The dance work opens in darkness and silence, until candlelight appears and a man is heard mournfully calling, as if appealing for some kind of salvation. As he continues his call, bodies rise and come to life, wrapped in rags as if mummified. The caller is like a shaman summoning the spirits of the dead to a fire in a clearing. This section, "Sublimation: My soul thirsts for purity," immediately sets up the ritualistic world that the Tai-gu Tales Dance Theatre inhabits.

The piece continues into section two with "The World of Desires," essentially a presentation of (hetero)sexual instincts. Loin-clothed and wild-haired, the troupe of dancers fling about and toss, leap, and land heavily on the earth where, it seems, they are bound to end up on all fours or on their backs. Inventive acrobatics, as well as more conventional tumbling moves, predominate in the livelier sections while an intense if somewhat externally-imposed boundedness guides the quieter moments of ceremony and ritual. The tumbling and the many sculptural body pictures reminded me that the male half of the group is trained in the highly stylized movement forms of Peking Opera, mostly in "acrobatic roles," while the women have received a combination of modern and classical dance forms.

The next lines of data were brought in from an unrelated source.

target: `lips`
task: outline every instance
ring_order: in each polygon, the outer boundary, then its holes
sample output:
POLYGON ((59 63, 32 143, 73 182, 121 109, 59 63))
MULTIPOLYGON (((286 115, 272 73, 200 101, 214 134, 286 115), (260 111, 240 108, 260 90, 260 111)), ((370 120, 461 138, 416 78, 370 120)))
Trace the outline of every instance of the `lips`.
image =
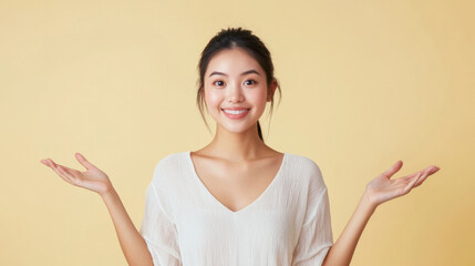
POLYGON ((225 109, 221 109, 221 110, 240 111, 240 110, 250 110, 250 109, 247 109, 247 108, 225 108, 225 109))

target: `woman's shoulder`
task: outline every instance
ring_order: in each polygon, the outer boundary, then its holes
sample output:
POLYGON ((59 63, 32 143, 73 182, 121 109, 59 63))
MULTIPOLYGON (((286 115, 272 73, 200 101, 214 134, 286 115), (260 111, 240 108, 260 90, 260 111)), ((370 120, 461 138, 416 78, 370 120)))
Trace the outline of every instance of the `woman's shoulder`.
POLYGON ((286 156, 288 156, 289 161, 291 161, 292 164, 298 164, 300 167, 319 168, 319 165, 307 155, 299 155, 286 152, 286 156))
POLYGON ((176 168, 177 166, 183 166, 183 164, 186 163, 186 156, 188 155, 188 153, 189 151, 166 154, 157 161, 157 163, 155 164, 155 170, 171 170, 176 168))
POLYGON ((311 157, 287 152, 286 156, 290 165, 289 168, 298 178, 304 178, 311 186, 324 184, 320 166, 311 157))

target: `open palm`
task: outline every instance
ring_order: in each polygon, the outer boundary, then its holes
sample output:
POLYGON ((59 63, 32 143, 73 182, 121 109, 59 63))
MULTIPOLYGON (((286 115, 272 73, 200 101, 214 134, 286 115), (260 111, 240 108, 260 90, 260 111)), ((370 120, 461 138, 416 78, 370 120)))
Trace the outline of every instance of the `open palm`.
POLYGON ((407 194, 412 188, 421 185, 427 176, 440 170, 437 166, 428 166, 410 175, 391 180, 401 167, 402 161, 397 161, 391 168, 376 176, 366 185, 365 194, 372 204, 378 206, 392 198, 407 194))
POLYGON ((44 165, 50 166, 59 176, 72 185, 87 188, 99 193, 100 195, 107 193, 112 188, 111 181, 104 172, 85 160, 80 153, 76 153, 75 157, 87 171, 81 172, 73 170, 64 165, 56 164, 51 158, 41 160, 41 162, 44 165))

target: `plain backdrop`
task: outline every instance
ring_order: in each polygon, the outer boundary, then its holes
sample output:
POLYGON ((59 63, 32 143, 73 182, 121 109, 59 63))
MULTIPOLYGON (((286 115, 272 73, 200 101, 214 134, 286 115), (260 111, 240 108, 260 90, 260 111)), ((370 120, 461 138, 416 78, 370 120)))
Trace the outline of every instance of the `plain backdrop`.
POLYGON ((83 171, 82 153, 138 228, 156 163, 211 140, 199 53, 244 27, 282 86, 265 141, 320 166, 334 241, 397 160, 394 177, 441 167, 376 209, 352 265, 474 265, 474 13, 469 0, 1 0, 0 264, 126 265, 100 196, 39 161, 83 171))

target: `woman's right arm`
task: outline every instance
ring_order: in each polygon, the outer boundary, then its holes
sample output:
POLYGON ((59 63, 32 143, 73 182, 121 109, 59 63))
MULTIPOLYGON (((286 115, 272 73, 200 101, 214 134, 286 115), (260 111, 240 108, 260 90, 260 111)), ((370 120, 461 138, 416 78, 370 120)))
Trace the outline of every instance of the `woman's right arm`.
POLYGON ((147 245, 134 223, 132 223, 115 190, 113 188, 111 192, 102 195, 102 200, 111 214, 118 243, 128 265, 153 266, 152 255, 148 252, 147 245))
POLYGON ((58 175, 68 183, 87 188, 97 193, 104 201, 114 223, 115 232, 121 244, 122 252, 128 265, 152 265, 152 255, 141 233, 128 216, 118 194, 112 186, 109 176, 94 166, 80 153, 75 154, 78 161, 87 168, 86 172, 69 168, 54 163, 51 158, 41 162, 50 166, 58 175))

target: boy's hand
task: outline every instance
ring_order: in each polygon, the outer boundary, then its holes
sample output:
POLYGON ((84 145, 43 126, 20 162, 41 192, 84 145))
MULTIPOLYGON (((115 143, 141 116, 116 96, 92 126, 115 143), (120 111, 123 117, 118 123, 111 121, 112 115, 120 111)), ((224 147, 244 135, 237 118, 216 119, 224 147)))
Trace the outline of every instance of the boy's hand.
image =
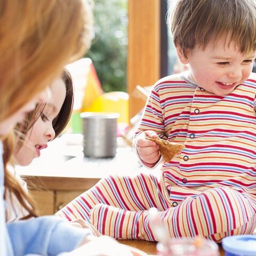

What Lin seems most adept at achieving in "The Life of Mandala" is a visual representation of a mandala on stage. Her ability to construct a stage picture seems instinctual, without too much brainy diagramming, and organic in the way a kaleidescope morphs with the slightest impulse in any direction. This gift was best showcased in the last section of the piece, "Buddhist Chanting," an uplifting dance that was in fact accompanied by recorded Buddhist chants.

Like many dance artists around the world, Lin continues to explore movement that combines the influences of contemporary art and ideas with that of an ancient, highly-codified artf orm. To explore these ideas within Taiwan, a society that has only recently (in the relatively recent art form of "modern dance") begun to train dancers in contemporary dance is yet another challenge. It will be intriguing to see where these explorations take Lin and her colleagues.